The council discussed a motion that proposed that if required savings in the fire budget went beyond £2.25m then the possibility of merging Cornwall Fire Service with Devon and Somerset should be explored.
For Cornwall, though, consolidation was definitely not an option. The council dismissed the motion and the fire service must now consider other savings options.
For years any mention of cross-border mergers for any one of a number of regional services in the Westcountry has seen hands raised in immediate horror. Concern is especially acute when merger talks involved any of the emergency services.
The value of local knowledge – particularly in remote rural areas – is immense.
Fire services have “form” when it comes to consolidation. Devon and Somerset itself came into operation in 2007 – a merger of Devon Fire and Rescue Service and Somerset Fire and Rescue Service.
Devon was the result of previous amalgamation in 1973 when Exeter City Brigade, Plymouth City Brigade and Devon County Brigade were united as one.
But in 2010, the Government’s plans to ‘regionalise’ fire control centres were scrapped after an estimated £500 million loss. The plans would have seen local emergency fire control rooms closed and replaced with one regional call centre.
And earlier this year Avon Fire and Rescue Authority considered and rejected a merger with Devon and Somerset.
The Fire Brigades Union warned yesterday that consolidation would threaten public safety.
“It would almost certainly lead to ... a loss of local knowledge when responding to fires, which can be the difference between life and death,” the FBU said.

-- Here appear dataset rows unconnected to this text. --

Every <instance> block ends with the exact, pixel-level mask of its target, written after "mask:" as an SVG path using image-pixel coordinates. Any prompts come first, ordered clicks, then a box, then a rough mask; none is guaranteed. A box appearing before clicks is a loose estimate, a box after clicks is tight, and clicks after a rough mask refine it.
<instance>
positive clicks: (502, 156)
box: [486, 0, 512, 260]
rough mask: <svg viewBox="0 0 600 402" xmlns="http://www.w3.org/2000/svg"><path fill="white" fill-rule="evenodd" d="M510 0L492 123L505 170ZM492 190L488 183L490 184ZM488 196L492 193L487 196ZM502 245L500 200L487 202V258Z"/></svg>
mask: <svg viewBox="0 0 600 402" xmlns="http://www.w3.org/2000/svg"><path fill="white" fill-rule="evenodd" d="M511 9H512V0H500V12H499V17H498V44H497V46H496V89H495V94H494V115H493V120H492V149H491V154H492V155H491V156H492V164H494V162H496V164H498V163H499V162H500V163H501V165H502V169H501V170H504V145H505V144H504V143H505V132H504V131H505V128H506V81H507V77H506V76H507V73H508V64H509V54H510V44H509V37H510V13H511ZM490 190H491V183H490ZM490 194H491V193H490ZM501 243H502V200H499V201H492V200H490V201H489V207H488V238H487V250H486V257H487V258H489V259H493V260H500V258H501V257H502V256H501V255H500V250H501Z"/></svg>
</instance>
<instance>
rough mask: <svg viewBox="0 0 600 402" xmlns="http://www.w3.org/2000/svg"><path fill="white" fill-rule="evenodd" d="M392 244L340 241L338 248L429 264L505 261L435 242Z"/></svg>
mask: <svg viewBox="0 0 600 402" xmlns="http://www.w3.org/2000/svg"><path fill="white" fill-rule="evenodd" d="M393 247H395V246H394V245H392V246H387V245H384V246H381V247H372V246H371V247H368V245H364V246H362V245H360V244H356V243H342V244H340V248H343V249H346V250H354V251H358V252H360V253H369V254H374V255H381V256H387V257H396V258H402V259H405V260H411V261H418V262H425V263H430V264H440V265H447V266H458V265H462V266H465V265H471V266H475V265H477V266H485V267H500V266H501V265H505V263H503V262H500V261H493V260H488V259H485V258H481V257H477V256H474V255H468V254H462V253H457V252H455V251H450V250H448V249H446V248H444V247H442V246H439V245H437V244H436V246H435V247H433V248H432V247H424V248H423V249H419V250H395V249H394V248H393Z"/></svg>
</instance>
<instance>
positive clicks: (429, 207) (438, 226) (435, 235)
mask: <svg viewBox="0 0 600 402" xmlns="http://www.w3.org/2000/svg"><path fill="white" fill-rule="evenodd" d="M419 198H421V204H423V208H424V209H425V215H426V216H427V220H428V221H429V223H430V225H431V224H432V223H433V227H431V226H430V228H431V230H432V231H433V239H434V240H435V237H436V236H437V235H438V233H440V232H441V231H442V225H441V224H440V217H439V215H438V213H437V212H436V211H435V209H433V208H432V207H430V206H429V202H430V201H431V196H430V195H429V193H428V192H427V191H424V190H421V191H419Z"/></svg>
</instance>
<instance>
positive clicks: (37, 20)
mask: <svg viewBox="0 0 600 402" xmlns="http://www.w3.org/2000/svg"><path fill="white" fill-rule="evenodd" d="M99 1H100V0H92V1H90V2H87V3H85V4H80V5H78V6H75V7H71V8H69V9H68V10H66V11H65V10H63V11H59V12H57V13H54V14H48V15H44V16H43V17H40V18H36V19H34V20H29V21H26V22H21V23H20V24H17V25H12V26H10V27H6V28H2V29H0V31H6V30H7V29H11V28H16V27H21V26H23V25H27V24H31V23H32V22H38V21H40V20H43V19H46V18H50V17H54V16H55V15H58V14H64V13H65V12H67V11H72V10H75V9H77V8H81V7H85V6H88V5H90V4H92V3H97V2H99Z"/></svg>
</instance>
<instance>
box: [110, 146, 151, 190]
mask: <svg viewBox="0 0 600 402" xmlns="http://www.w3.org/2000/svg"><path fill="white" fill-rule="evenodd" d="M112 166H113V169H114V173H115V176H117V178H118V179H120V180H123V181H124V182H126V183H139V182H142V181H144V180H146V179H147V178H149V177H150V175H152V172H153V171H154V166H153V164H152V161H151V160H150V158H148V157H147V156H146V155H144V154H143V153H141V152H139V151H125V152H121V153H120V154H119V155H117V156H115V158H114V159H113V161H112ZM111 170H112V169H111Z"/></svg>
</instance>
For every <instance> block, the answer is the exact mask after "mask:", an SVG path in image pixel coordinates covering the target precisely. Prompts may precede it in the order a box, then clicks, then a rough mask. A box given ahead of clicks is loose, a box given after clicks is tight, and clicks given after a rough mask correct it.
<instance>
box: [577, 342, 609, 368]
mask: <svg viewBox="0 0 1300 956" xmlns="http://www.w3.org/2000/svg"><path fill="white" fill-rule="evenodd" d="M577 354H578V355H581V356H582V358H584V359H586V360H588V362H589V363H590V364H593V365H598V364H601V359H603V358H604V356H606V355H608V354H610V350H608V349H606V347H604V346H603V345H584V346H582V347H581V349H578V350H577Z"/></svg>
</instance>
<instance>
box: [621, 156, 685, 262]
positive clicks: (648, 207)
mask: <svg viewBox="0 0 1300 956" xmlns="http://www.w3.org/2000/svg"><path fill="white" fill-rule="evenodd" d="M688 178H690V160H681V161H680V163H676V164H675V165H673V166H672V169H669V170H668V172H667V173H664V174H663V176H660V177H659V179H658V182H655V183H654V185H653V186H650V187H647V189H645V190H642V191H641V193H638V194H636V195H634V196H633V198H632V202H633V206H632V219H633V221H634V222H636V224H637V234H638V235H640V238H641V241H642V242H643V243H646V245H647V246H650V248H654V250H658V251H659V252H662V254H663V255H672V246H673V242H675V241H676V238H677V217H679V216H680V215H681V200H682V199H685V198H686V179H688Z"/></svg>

Today’s technology, such as satellite navigation, has reduced some of the need for local call centres and direct knowledge so considering merger – inthe face
of such demanding cost expectations – was understandable. The important thing, for the vast majority of people, is that frontline services are maintained. Consolidation or merger is now firmly off the menu,
so the challenge for the fire service will be meeting its savings targets while maintaining local services.